The regulator allegedly asked several financial firms to explain how they decided to become FTX clients.

The SEC reportedly asked some FTX investors whether they properly researched the cryptocurrency exchange before becoming its customers.

Recall that the platform, considered one of the giants in the space, collapsed in November, causing billions of dollars in losses and completely shaking the entire market.

According to Reuters, U.S. financial regulators sought information from multiple companies about their due diligence policies before investing in FTX.

The SEC’s investigation aims to determine investors’ motivations for choosing crypto platforms and whether they followed any strategies.

The inspections do not mean that the companies are targets of an investigation into FTX and its former CEO Sam Bankman-Fried (SBF).

However, it could be a sign that investment funds and venture capital firms with exposure to the exchange could become the subject of regulatory scrutiny despite being seen as victims of an alleged scam.

US authorities have previously asked FTX investors to provide information about their conversations with the company's bosses.

The demise of the trading venue is one of the darkest events in the history of cryptocurrency, with the organization, once valued at $32 billion, experiencing severe liquidity issues in November and failing to meet customer withdrawal requests.

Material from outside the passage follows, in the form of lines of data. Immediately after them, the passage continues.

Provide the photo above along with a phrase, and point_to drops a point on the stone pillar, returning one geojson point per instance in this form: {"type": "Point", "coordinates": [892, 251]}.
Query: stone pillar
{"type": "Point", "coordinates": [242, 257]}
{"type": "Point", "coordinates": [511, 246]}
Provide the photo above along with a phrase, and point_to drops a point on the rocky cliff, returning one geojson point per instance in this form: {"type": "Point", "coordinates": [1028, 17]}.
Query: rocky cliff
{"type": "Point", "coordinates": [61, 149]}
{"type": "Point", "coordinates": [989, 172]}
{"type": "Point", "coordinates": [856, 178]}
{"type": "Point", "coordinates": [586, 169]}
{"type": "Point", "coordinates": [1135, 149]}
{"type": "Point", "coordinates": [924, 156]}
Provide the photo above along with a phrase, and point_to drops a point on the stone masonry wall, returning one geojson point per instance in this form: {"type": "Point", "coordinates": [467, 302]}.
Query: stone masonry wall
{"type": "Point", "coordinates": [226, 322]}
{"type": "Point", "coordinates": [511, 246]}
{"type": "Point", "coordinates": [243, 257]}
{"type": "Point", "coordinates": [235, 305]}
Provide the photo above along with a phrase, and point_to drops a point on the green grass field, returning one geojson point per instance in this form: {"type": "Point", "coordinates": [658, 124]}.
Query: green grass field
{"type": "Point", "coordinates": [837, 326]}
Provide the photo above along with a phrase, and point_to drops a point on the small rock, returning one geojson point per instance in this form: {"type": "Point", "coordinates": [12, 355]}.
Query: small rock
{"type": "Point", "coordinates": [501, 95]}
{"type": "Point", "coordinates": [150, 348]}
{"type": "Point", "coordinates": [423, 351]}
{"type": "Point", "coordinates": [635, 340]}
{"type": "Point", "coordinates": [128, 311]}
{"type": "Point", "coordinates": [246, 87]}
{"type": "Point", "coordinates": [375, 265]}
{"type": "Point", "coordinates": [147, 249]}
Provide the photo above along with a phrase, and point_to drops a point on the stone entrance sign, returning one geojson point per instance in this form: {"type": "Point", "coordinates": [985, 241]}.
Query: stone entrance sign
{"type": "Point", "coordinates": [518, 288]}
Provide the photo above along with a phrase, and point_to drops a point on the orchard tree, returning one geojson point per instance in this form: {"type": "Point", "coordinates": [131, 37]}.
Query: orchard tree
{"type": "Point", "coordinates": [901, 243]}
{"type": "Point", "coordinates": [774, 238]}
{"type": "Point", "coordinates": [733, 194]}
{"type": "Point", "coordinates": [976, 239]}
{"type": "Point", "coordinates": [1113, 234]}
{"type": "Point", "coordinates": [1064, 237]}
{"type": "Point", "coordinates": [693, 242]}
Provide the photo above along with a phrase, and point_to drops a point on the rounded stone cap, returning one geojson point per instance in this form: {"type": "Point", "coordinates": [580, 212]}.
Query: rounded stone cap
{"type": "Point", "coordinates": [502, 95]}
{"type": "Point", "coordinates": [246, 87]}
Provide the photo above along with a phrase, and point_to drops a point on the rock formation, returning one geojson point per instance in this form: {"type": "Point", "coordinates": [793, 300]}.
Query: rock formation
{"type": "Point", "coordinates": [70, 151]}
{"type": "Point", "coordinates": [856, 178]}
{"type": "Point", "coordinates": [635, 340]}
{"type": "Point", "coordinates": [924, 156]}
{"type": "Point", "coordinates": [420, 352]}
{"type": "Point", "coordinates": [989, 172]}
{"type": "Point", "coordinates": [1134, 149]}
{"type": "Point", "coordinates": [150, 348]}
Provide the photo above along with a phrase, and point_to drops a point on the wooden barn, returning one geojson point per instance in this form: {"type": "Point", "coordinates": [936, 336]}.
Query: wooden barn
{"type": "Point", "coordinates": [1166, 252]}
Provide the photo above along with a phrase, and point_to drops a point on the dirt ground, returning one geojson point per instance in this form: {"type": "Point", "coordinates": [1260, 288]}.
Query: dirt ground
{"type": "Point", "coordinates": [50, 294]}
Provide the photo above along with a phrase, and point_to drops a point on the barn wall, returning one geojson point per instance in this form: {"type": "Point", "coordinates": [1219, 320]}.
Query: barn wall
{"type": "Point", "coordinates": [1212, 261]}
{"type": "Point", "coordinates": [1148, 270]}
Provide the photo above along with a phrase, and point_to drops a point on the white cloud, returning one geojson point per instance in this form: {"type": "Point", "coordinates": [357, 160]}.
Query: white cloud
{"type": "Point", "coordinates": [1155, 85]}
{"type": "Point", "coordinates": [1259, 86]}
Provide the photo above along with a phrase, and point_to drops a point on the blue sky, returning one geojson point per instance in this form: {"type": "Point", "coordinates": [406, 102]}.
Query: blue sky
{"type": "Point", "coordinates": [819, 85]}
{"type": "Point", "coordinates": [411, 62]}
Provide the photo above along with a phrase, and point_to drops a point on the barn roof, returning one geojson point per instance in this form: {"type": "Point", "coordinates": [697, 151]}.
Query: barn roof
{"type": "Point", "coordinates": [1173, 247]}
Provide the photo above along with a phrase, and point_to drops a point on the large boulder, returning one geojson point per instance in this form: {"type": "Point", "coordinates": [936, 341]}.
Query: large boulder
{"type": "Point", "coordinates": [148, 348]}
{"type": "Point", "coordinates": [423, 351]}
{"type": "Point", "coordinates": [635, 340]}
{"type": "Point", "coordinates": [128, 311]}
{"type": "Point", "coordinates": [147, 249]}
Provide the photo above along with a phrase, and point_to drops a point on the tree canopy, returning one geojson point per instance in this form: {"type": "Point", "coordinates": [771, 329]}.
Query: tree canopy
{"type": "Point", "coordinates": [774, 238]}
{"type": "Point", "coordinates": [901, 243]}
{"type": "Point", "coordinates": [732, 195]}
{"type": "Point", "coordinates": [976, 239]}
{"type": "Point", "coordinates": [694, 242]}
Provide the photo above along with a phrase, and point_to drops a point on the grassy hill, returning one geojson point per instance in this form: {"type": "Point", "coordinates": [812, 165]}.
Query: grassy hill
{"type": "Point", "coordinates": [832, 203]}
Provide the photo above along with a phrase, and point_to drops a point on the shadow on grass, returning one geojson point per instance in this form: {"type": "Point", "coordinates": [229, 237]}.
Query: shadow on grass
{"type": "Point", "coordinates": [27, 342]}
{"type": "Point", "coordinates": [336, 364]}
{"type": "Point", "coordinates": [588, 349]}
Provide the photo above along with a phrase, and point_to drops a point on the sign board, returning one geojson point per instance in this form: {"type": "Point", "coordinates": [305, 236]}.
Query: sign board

It filed for bankruptcy protection, and its former CEO, SBF, was arrested and sent to Fox Hill Prison in the Bahamas.

Authorities later deported him back to the United States, where he was released on a record $250 million bail. He currently lives with his parents and is required to wear a monitoring device at all times.

He recently pleaded not guilty to charges that he intentionally defrauded investors of billions of dollars, and his trial date is set for October 2.